¡Houston!, tenemos problemas
En el espacio exterior una máquina y una persona se comunican, manejan el mismo código, se entienden, casi empatizan. Aquí llevamos unos años ensayando con éxito de público -les apoyan en las urnas- experimentos de incomunicación permanente
En el espacio exterior una máquina y una persona se comunican, manejan el mismo código, se entienden, casi empatizan. Aquí llevamos unos años ensayando con éxito de público -les apoyan en las urnas- experimentos de incomunicación permanente
Y es que las ciencias adelantan que es una barbaridad. Han leído bien. En el espacio exterior una máquina y una persona se comunican, manejan el mismo código, se entienden, casi “empatizan” y cooperan en aras de la ciencia y el progreso. ¿A que acojona? A mí desde luego, porque algo tan obvio y fácil como es entenderse mediante el diálogo –en este caso mas complejo porque hablamos de hombre-máquina– parece de ciencia ficción, al menos en España y en Europa.
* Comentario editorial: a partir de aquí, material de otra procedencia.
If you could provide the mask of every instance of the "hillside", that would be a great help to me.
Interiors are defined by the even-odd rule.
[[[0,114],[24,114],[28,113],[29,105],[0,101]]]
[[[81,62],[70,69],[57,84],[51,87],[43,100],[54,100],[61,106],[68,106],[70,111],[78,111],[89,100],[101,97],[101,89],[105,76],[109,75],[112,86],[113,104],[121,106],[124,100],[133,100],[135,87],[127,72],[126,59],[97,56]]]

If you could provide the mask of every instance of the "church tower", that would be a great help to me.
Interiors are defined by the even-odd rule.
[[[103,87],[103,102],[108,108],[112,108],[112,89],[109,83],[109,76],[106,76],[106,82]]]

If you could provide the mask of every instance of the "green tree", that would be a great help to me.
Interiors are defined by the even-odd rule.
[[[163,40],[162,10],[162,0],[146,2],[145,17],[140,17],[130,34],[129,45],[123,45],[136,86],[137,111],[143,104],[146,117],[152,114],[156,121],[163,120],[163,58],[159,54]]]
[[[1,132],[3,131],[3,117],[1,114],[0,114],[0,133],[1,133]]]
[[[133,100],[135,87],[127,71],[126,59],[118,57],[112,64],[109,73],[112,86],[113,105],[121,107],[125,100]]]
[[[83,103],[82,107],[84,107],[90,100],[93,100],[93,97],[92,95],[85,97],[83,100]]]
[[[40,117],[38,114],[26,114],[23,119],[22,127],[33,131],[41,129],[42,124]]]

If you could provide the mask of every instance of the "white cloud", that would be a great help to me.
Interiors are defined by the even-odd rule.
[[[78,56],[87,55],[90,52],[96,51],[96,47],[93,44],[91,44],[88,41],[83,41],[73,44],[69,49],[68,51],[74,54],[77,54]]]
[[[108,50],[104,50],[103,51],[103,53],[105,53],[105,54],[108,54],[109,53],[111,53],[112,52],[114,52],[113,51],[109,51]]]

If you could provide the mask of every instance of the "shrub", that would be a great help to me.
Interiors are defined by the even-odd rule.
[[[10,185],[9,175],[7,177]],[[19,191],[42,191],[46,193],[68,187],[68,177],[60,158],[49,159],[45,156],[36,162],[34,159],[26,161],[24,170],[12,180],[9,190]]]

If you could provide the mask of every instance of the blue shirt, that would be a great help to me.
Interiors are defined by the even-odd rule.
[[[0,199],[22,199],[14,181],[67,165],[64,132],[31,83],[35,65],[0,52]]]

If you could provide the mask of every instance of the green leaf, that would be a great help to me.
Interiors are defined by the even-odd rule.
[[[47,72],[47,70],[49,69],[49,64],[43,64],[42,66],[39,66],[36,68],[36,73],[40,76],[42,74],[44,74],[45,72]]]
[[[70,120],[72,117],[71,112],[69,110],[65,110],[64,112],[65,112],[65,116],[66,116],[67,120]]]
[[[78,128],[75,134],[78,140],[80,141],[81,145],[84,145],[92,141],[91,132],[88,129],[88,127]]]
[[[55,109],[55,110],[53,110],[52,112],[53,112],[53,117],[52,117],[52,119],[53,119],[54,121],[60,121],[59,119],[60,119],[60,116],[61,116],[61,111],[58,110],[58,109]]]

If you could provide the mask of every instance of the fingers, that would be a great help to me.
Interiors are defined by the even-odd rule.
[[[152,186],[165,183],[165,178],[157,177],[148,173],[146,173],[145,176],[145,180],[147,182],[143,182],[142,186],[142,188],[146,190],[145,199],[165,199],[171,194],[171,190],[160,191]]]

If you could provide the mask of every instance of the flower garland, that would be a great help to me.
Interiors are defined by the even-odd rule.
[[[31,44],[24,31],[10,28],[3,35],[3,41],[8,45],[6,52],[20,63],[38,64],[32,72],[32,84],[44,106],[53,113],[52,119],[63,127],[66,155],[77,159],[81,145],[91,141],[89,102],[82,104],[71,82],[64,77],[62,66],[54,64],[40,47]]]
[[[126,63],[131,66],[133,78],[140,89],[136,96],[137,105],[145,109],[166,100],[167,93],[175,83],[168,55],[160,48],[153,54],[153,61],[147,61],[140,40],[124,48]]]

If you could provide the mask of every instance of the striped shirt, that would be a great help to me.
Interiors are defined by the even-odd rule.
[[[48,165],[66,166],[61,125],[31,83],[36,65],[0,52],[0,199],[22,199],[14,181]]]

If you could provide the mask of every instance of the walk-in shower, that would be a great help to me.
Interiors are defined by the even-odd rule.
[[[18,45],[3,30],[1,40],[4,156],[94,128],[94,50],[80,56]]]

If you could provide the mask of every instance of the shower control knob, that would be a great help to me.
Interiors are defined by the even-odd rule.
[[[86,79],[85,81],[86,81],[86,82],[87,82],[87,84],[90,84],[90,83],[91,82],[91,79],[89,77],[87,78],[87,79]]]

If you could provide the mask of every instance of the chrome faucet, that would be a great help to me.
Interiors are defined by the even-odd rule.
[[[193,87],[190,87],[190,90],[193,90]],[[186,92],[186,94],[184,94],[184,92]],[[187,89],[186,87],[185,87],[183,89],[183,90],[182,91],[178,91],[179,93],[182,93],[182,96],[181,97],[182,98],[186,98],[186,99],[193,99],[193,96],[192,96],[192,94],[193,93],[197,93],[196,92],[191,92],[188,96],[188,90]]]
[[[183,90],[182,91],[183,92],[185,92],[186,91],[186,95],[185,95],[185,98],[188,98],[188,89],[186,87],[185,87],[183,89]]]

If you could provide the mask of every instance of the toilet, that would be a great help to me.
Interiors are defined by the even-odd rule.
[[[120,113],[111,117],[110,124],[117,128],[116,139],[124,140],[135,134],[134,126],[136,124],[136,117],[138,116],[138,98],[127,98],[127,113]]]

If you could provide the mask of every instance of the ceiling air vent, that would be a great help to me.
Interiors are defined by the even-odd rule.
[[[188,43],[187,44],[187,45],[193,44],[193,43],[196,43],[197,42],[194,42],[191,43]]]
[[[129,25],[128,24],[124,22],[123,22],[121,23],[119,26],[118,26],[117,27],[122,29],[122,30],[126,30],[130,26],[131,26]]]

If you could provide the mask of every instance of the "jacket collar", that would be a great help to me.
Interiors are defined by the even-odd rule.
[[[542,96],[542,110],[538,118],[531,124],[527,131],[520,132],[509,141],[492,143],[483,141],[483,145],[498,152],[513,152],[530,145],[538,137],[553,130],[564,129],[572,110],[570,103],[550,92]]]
Aquí en casa llevamos unos años ensayando con éxito de público (les apoyan en las urnas) experimentos de incomunicación permanente. Primero con un hombre que veía cosas raras, espejismos que nadie o casi, veía y encima trataba de explicárnoslo. Y nada oyes, que por mucho que le dijéramos que se le había ido la pinza, erre que erre. Y se estrelló y nos estrelló a todos. Se comunicaba con elocuencia pero lo hacía mediante un código que casi nadie salvo los “hooligans” entendían.
Pero el paroxismo del fracaso en la comunicación nos lo ha traído el hombre de las “chuches”. El que presumía de sentido común que todos íbamos a entender rápido, rápido, ha demostrado también que es imposible el diálogo. Monologa con una realidad que solo él y los suyos comparten. La mayoría no entendemos que nos quiera convencer de que vamos por el buen camino y que hay luz –que ironía señor- al final del túnel.
Les hago una propuesta: mandarlos a la mayoría a hacer puñetas al espacio exterior y que le cuenten el cuento a un androide. Engendros muy previsibles pero que a veces también se vuelven locos, un cortocircuito por ejemplo, y en esa tesitura les explicarían a los protagonistas de nuestra triste historia, clarito, clarito, que con las cosas de comer no se juega y que fallos de comunicación son inadmisibles y que por menos de eso a alguno le puede explotar el chiringuito. Pongamos que hablo de España.